June 3, 2023

The Neville Brothers

The Neville Brothers

The Neville BrothersSomewhere tonight in the afterworld, Neville Chamberlain has just been informed that he’s the focus of his first daily newscycle since 1938, and is being briefed on what a “newscycle” is. Somewhere tonight in Los Angeles, radio host Kevin James is ordering a third plate of pork ribs and corn bread, hoping he can pack on enough girth to be mistaken for his portly The King Of Queens namesake, since in the last 24 hours his face has become the most ridiculed of any radio host in history, or at least since John Gibson’s last broadcast.

It’s probably never a good idea when a lame-duck President with approval ratings hovering somewhere in the neighborhood of a Detroit Pistons’ first quarter decides to inject himself into the race to decide his successor. George Bush couldn’t help himself yesterday, though, and in a less-than-unfortunate venue, at the Knesset for the 60th anniversary of Israel’s independence. ‘‘Some seem to believe that we should negotiate with the terrorists and radicals, as if some ingenious argument will persuade them they have been wrong all along.’’

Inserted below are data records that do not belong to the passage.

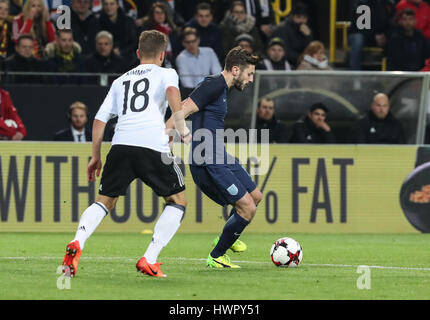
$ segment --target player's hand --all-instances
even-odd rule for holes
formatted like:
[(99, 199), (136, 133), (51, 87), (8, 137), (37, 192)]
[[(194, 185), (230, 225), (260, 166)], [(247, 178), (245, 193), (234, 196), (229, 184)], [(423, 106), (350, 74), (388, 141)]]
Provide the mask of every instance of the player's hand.
[(181, 140), (185, 144), (190, 144), (192, 138), (193, 138), (193, 136), (191, 135), (191, 132), (188, 132), (185, 136), (181, 137)]
[(24, 135), (21, 132), (17, 132), (14, 134), (11, 140), (22, 140), (24, 139)]
[(100, 176), (101, 169), (102, 161), (100, 159), (91, 158), (90, 163), (88, 163), (87, 167), (88, 181), (96, 181), (96, 176)]

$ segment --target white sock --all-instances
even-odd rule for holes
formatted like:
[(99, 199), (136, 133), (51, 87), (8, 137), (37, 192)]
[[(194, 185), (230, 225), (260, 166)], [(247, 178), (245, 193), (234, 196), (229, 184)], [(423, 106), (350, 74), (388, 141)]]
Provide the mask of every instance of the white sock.
[(81, 250), (84, 249), (85, 241), (87, 241), (94, 230), (96, 230), (107, 212), (108, 210), (103, 203), (95, 202), (82, 213), (75, 239), (73, 239), (73, 241), (79, 241)]
[(176, 231), (178, 231), (183, 214), (184, 210), (176, 206), (167, 205), (164, 208), (163, 213), (155, 224), (152, 241), (143, 255), (149, 264), (157, 262), (161, 250), (167, 246)]

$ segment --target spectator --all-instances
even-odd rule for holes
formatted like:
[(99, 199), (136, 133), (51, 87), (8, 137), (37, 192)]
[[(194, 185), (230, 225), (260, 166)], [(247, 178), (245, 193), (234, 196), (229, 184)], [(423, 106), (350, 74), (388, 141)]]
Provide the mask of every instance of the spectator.
[[(357, 8), (362, 5), (370, 8), (372, 23), (370, 29), (357, 27), (357, 19), (360, 17)], [(362, 50), (365, 46), (385, 47), (396, 9), (394, 0), (354, 0), (351, 8), (351, 27), (348, 35), (349, 68), (361, 70)]]
[[(262, 39), (270, 39), (275, 16), (270, 0), (245, 0), (246, 13), (255, 18)], [(264, 41), (266, 43), (266, 41)]]
[(15, 53), (4, 62), (7, 72), (27, 72), (28, 75), (7, 75), (10, 83), (40, 83), (39, 76), (33, 76), (32, 72), (44, 71), (44, 64), (33, 56), (33, 37), (29, 34), (19, 36), (15, 46)]
[(299, 58), (297, 70), (331, 70), (322, 42), (312, 41)]
[(387, 95), (374, 96), (368, 113), (352, 126), (351, 140), (357, 144), (406, 143), (402, 124), (390, 112)]
[(428, 58), (428, 44), (415, 28), (415, 13), (405, 9), (400, 13), (399, 28), (387, 45), (387, 69), (391, 71), (420, 71)]
[(202, 2), (210, 3), (214, 20), (220, 23), (230, 7), (231, 0), (175, 0), (175, 11), (179, 12), (185, 21), (189, 21), (193, 18), (197, 5)]
[(297, 61), (308, 44), (313, 40), (308, 23), (307, 7), (299, 2), (288, 16), (273, 32), (274, 37), (279, 37), (285, 44), (287, 60), (293, 68), (297, 67)]
[(0, 58), (6, 58), (13, 51), (11, 43), (12, 28), (7, 21), (9, 0), (0, 0)]
[(27, 130), (21, 121), (9, 92), (0, 88), (0, 140), (22, 140)]
[(51, 72), (83, 72), (80, 45), (70, 29), (57, 31), (57, 40), (46, 46), (47, 68)]
[(9, 2), (9, 15), (15, 18), (18, 14), (22, 12), (22, 2), (21, 0), (11, 0)]
[(100, 29), (112, 34), (115, 54), (124, 59), (133, 59), (138, 39), (134, 20), (125, 15), (118, 0), (103, 0), (102, 4)]
[(261, 70), (290, 71), (291, 66), (285, 55), (285, 45), (281, 38), (273, 38), (266, 50), (267, 57), (258, 66)]
[(254, 38), (249, 34), (242, 33), (238, 35), (235, 39), (235, 46), (239, 46), (245, 49), (249, 53), (254, 53)]
[(269, 129), (269, 143), (287, 143), (288, 129), (285, 124), (275, 117), (275, 101), (271, 98), (262, 98), (258, 102), (257, 143), (261, 143), (261, 130)]
[(34, 56), (41, 58), (45, 46), (55, 40), (55, 28), (49, 21), (49, 12), (43, 0), (28, 0), (22, 13), (12, 24), (12, 38), (16, 42), (21, 34), (30, 33), (34, 41)]
[(222, 71), (215, 52), (208, 47), (199, 47), (196, 29), (184, 29), (182, 44), (185, 50), (176, 58), (176, 67), (183, 88), (193, 89), (205, 76)]
[(90, 142), (91, 131), (86, 128), (87, 106), (79, 101), (72, 103), (67, 118), (70, 126), (54, 133), (54, 141)]
[(186, 27), (195, 28), (200, 36), (200, 46), (212, 48), (218, 59), (224, 59), (222, 47), (222, 33), (220, 28), (213, 22), (213, 15), (209, 3), (203, 2), (197, 5), (196, 15)]
[(253, 37), (256, 52), (263, 52), (263, 42), (257, 29), (255, 18), (246, 14), (243, 2), (234, 1), (232, 3), (230, 10), (227, 11), (224, 20), (221, 22), (221, 29), (223, 31), (225, 53), (234, 47), (234, 39), (242, 33), (247, 33)]
[(422, 0), (401, 0), (396, 5), (397, 14), (405, 9), (411, 9), (415, 13), (416, 28), (422, 32), (426, 39), (430, 39), (430, 6)]
[(94, 73), (123, 73), (125, 62), (113, 52), (113, 37), (107, 31), (96, 36), (96, 52), (85, 61), (85, 70)]
[(167, 5), (163, 2), (155, 2), (148, 15), (136, 20), (136, 24), (140, 27), (139, 33), (146, 30), (157, 30), (168, 36), (166, 60), (169, 64), (166, 66), (170, 67), (174, 57), (180, 51), (180, 44), (177, 28), (168, 14)]
[(293, 126), (291, 143), (336, 143), (326, 122), (328, 108), (322, 103), (313, 104), (304, 119)]
[(82, 54), (95, 51), (95, 38), (100, 30), (99, 20), (91, 11), (91, 0), (72, 0), (71, 23), (73, 39), (82, 48)]

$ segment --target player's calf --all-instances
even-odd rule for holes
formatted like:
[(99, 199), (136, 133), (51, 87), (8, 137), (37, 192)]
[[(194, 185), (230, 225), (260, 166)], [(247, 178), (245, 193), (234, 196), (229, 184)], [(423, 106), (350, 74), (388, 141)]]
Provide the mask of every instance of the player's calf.
[(257, 211), (254, 199), (249, 193), (246, 193), (235, 203), (236, 212), (246, 221), (251, 222)]

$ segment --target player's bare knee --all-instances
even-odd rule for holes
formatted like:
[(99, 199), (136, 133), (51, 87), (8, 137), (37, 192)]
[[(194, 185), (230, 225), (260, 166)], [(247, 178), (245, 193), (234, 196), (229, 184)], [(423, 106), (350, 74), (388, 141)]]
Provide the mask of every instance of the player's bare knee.
[(108, 211), (111, 211), (113, 208), (115, 208), (117, 200), (118, 200), (118, 197), (112, 198), (104, 195), (98, 195), (96, 202), (103, 203), (106, 209)]
[(251, 196), (254, 199), (254, 203), (256, 206), (258, 206), (258, 204), (263, 199), (262, 193), (260, 192), (260, 190), (257, 190), (257, 189), (252, 192)]
[(255, 206), (254, 200), (248, 197), (236, 203), (236, 211), (242, 218), (251, 221), (255, 216), (257, 207)]
[(164, 200), (166, 201), (166, 204), (178, 204), (184, 208), (188, 205), (187, 198), (181, 194), (174, 194), (172, 196), (165, 197)]

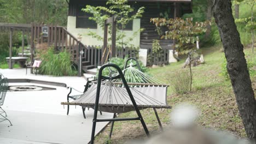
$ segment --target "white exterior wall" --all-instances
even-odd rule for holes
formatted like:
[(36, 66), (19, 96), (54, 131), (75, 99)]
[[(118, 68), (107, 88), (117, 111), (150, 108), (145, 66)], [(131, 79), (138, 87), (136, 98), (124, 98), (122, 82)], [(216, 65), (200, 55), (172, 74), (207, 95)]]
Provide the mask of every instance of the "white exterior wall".
[[(98, 25), (97, 29), (91, 28), (76, 28), (76, 17), (68, 16), (67, 20), (67, 31), (74, 36), (78, 37), (78, 34), (82, 34), (82, 42), (86, 45), (103, 45), (102, 41), (97, 40), (95, 38), (92, 38), (91, 36), (87, 35), (87, 34), (90, 32), (96, 32), (97, 34), (101, 35), (103, 37), (103, 31)], [(126, 38), (132, 37), (134, 32), (139, 31), (141, 28), (141, 19), (136, 19), (133, 20), (132, 26), (132, 31), (125, 31), (126, 34)], [(138, 32), (137, 34), (133, 40), (131, 41), (131, 44), (133, 44), (136, 47), (139, 47), (140, 33)]]

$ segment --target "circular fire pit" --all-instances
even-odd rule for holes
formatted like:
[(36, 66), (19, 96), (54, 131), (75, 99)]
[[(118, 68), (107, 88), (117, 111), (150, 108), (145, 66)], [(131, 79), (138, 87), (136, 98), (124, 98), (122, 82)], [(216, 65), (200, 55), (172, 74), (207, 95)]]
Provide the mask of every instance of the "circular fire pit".
[(19, 86), (10, 87), (9, 89), (11, 91), (41, 91), (43, 88), (34, 86)]

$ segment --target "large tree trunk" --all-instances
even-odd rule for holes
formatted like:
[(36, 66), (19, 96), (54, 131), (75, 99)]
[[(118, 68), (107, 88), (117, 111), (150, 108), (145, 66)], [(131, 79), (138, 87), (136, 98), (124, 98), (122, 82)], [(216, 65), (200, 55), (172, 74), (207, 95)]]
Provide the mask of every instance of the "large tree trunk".
[(248, 138), (256, 142), (256, 100), (230, 0), (215, 0), (213, 16), (223, 44), (226, 68)]
[[(212, 1), (207, 0), (207, 11), (206, 13), (206, 19), (208, 21), (212, 20)], [(208, 38), (211, 33), (211, 25), (209, 24), (206, 27), (206, 32), (205, 33), (205, 38)]]

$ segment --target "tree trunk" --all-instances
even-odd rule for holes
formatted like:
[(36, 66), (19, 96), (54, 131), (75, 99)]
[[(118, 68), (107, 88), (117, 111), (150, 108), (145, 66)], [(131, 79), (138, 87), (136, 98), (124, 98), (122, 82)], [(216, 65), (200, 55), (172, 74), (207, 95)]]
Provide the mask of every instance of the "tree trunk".
[(235, 4), (235, 17), (239, 19), (239, 4)]
[[(252, 22), (252, 23), (253, 22), (253, 7), (254, 7), (254, 4), (255, 4), (255, 1), (253, 2), (253, 3), (252, 5), (252, 8), (251, 10), (251, 13), (252, 13), (252, 15), (251, 17), (251, 21)], [(254, 52), (254, 29), (253, 29), (252, 30), (252, 53)]]
[[(206, 13), (206, 20), (211, 21), (212, 20), (212, 1), (207, 1), (207, 12)], [(208, 38), (211, 33), (211, 25), (209, 24), (206, 27), (206, 32), (205, 33), (205, 38)]]
[(256, 100), (240, 40), (232, 15), (230, 0), (215, 0), (213, 16), (223, 44), (226, 68), (249, 139), (256, 142)]

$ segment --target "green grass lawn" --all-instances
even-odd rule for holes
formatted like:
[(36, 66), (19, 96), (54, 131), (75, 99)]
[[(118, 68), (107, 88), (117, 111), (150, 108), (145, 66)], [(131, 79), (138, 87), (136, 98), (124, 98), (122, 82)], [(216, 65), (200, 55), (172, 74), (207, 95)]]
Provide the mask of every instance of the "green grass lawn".
[[(222, 47), (215, 46), (202, 50), (205, 63), (192, 68), (193, 74), (192, 91), (183, 94), (175, 94), (171, 86), (168, 89), (167, 101), (174, 106), (182, 103), (196, 105), (201, 111), (198, 119), (199, 125), (216, 130), (227, 130), (238, 137), (246, 136), (241, 119), (237, 108), (235, 97), (231, 83), (220, 74), (224, 62)], [(247, 59), (256, 65), (255, 54), (251, 49), (245, 50)], [(182, 70), (184, 60), (178, 63), (156, 68), (150, 68), (149, 73), (155, 77), (171, 83), (175, 73)], [(255, 66), (253, 68), (255, 69)], [(187, 69), (188, 70), (188, 69)], [(256, 91), (256, 75), (251, 75), (254, 92)], [(159, 117), (164, 127), (170, 124), (169, 113), (171, 110), (158, 110)], [(159, 133), (158, 122), (153, 109), (141, 111), (146, 123), (153, 135)], [(119, 115), (119, 117), (133, 117), (135, 112), (130, 112)], [(96, 138), (96, 143), (103, 143), (108, 139), (110, 127)], [(125, 121), (115, 122), (113, 135), (109, 143), (123, 143), (127, 140), (144, 139), (147, 136), (139, 122)]]

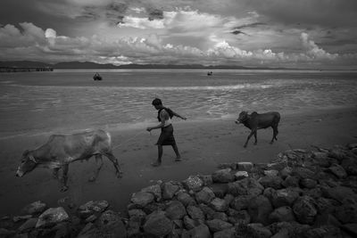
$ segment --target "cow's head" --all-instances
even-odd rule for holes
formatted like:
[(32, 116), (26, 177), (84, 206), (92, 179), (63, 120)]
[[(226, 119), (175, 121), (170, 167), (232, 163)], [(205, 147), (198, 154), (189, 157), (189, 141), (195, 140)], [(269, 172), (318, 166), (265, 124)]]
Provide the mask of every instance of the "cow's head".
[(21, 164), (19, 166), (16, 171), (16, 176), (23, 176), (25, 174), (32, 171), (37, 162), (32, 155), (32, 152), (26, 150), (22, 153)]
[(237, 124), (243, 123), (248, 119), (248, 111), (243, 111), (239, 113), (238, 119), (236, 120)]

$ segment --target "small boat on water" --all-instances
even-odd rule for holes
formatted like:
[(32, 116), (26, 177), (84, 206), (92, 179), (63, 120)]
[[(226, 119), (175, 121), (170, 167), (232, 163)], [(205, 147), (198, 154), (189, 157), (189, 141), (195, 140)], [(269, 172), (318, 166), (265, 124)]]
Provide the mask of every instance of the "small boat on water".
[(102, 80), (102, 76), (100, 76), (98, 73), (95, 73), (95, 76), (93, 76), (93, 80)]

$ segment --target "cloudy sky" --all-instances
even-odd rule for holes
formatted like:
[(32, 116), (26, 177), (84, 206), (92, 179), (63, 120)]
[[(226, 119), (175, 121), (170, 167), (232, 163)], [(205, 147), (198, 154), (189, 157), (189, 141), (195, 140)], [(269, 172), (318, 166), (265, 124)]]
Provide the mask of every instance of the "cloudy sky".
[(17, 60), (357, 69), (357, 1), (2, 0)]

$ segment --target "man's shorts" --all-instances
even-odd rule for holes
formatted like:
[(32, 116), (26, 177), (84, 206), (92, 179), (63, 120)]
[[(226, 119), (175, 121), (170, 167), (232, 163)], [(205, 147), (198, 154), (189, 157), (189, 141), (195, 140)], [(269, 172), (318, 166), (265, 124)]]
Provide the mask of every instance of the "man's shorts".
[(160, 134), (160, 137), (157, 140), (156, 144), (160, 145), (175, 145), (176, 141), (173, 136), (173, 127), (172, 125), (167, 126), (166, 127), (162, 128), (162, 134)]

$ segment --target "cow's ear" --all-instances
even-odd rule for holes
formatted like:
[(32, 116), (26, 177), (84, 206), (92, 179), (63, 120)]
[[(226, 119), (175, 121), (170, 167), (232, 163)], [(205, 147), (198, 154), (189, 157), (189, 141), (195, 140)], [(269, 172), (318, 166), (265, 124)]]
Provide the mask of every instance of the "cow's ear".
[(37, 163), (37, 161), (36, 160), (35, 157), (33, 157), (32, 154), (29, 155), (29, 158), (30, 160), (34, 161), (35, 163)]
[(29, 152), (29, 150), (24, 151), (22, 153), (22, 156), (27, 156)]

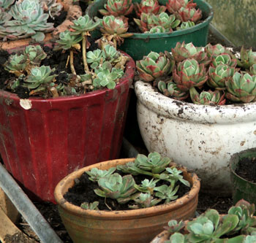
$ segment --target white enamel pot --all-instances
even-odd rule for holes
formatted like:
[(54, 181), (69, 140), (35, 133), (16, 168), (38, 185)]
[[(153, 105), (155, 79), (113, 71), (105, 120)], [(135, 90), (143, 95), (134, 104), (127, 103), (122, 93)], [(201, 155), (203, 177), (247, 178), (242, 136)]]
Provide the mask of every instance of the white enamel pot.
[(256, 147), (256, 103), (197, 105), (165, 96), (142, 81), (135, 88), (148, 150), (194, 170), (203, 190), (230, 195), (230, 156)]

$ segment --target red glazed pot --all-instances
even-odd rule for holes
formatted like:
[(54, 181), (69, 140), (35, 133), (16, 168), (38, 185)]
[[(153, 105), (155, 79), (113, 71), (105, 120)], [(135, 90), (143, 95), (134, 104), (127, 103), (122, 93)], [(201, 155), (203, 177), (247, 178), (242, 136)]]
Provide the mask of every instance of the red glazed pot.
[(54, 188), (66, 175), (118, 158), (135, 68), (130, 58), (114, 90), (30, 98), (28, 109), (0, 90), (0, 153), (31, 198), (54, 202)]
[[(85, 171), (92, 168), (109, 169), (134, 161), (134, 158), (108, 161), (87, 166), (69, 174), (58, 183), (54, 195), (62, 222), (74, 243), (147, 243), (159, 234), (170, 220), (178, 221), (193, 217), (197, 206), (200, 180), (183, 166), (190, 190), (166, 204), (146, 209), (104, 211), (86, 210), (66, 201), (64, 195)], [(176, 165), (171, 163), (170, 166)]]

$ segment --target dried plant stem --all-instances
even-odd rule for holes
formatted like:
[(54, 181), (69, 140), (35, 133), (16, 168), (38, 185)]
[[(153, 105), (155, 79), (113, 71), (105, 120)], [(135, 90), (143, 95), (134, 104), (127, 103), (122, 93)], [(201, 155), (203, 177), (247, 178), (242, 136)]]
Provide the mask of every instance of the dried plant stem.
[(70, 52), (69, 64), (70, 64), (71, 72), (73, 74), (76, 75), (77, 73), (75, 72), (75, 66), (74, 66), (74, 52), (72, 50), (72, 48), (69, 50), (69, 52)]
[(84, 71), (86, 73), (89, 73), (90, 69), (88, 66), (87, 60), (86, 60), (86, 36), (83, 35), (82, 41), (82, 52), (83, 52), (83, 62), (84, 66)]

He continued, “As Nazi tanks crossed into Poland in 1939, an American senator declared: ‘Lord, if only I could have talked to Hitler, all of this might have been avoided.’ We have an obligation to call this what it is – the false comfort of appeasement, which has been repeatedly discredited by history.”

…Well, what his speechwriters failed to tell him was that this appeasement-embracement was none other than isolationist Republican Senator Willam Borah of Idaho. Also, this is what the geeks on the Intarwebs call “Godwining”–once you invoke Hitler, if there aren’t real and contemporary extermination camps involved, then you’ve lost your argument by your hyperbole.

Yes, it’s true that Barack Obama has talked about sitting down with the leaders of Iran and Hamas (if you’re confused, just call John McCain who two years before he assailed Senator Obama for being willing to engage the enemy insisted that the U.S. “would have to deal with Hamas sooner or later”). That’s what is called “diplomacy” and it’s only appearance in the last seven years of the Bush Administration has been when a patron wants a gig with a close-by swimming pool or beach in Malta or the Seychelles. This is what you do with the bad governments of the world–you talk to to them. Regardless of Bush’s attack on the unnamned Barack Obama yesterday, this is a tack that Richard Nixon pursued with Leonid Brezhnev and Mao Tse-tung and Ronald Reagan engaged in with Mikhail Gorbachev. Neither of them our Presidents offered up their adversary’s right to a foreign state. That would have been appeasement. Seriously. For those of you who have bought into FOX News’ and the Republicans’ latest talking-points, it’s important to know what “appeasement” really means.

British Prime Minister Neville Chamberlain went to meet with Hitler in 1938 as war clouds were stirring over Europe and Adolf Hitler was fast becoming a force to be reckoned with. Chamberlain visiting Hitler wasn’t appeasement. While he was there, though, he signed the Munich Agreement that conceded the Sudentland of Czechoslovakia to Hitler, in the hopes that Hitler would be satisfied and would drop his guns against the rest of Europe. That was the definition of “appeasement” and it didn’t work out very well for anyone.

I feel like I’ve been writing this blog entry as if I’ve been speaking to children, but maybe I am. Kevin James came on Hardball last night with his apparent talking points of eight levels of shrill. His first accusation out of the gate was that Barack was guility of “appeasement.”

I won’t recite the exchange verbatim, but they replayed it today on Morning Joe on MSNBC with a counter in the top left corner clicking forward every time that Chris Matthews asked Kevin James specifically what Neville Chamberlain did in 1938 that comprised “appeasement.” Over and over and over and over, that “he’s an appeaser,” without anything specific, until the clicker hit 20, and Chris finally said, “You don’t know. You have no idea.” It was the most exquisite schooling since George Pepperdine built his university.

And boy were the Dems mad–finally. If the Republicans were throwing out a diss to see how game their opposition would be for the fall contest, they got a taste of blood with a rapid-fire reaction.  None was better than Senator Joe Biden who exploded, “This is bullshit, this is malarkey. This is outrageous, for the President of the United States to go to a foreign country, to sit in the Knesset … and make this kind of ridiculous statement.”

God. Damn. Beautiful.

I’d put him in pole position for the Veep nomination, but it isn’t going to happen, because he doesn’t want it–really–and as of this writing he’s got an edge over Bill Richardson for Secretary of State.

Criminy, someone lit a fire under these boys, and it was the President. For once, he’s earned his money.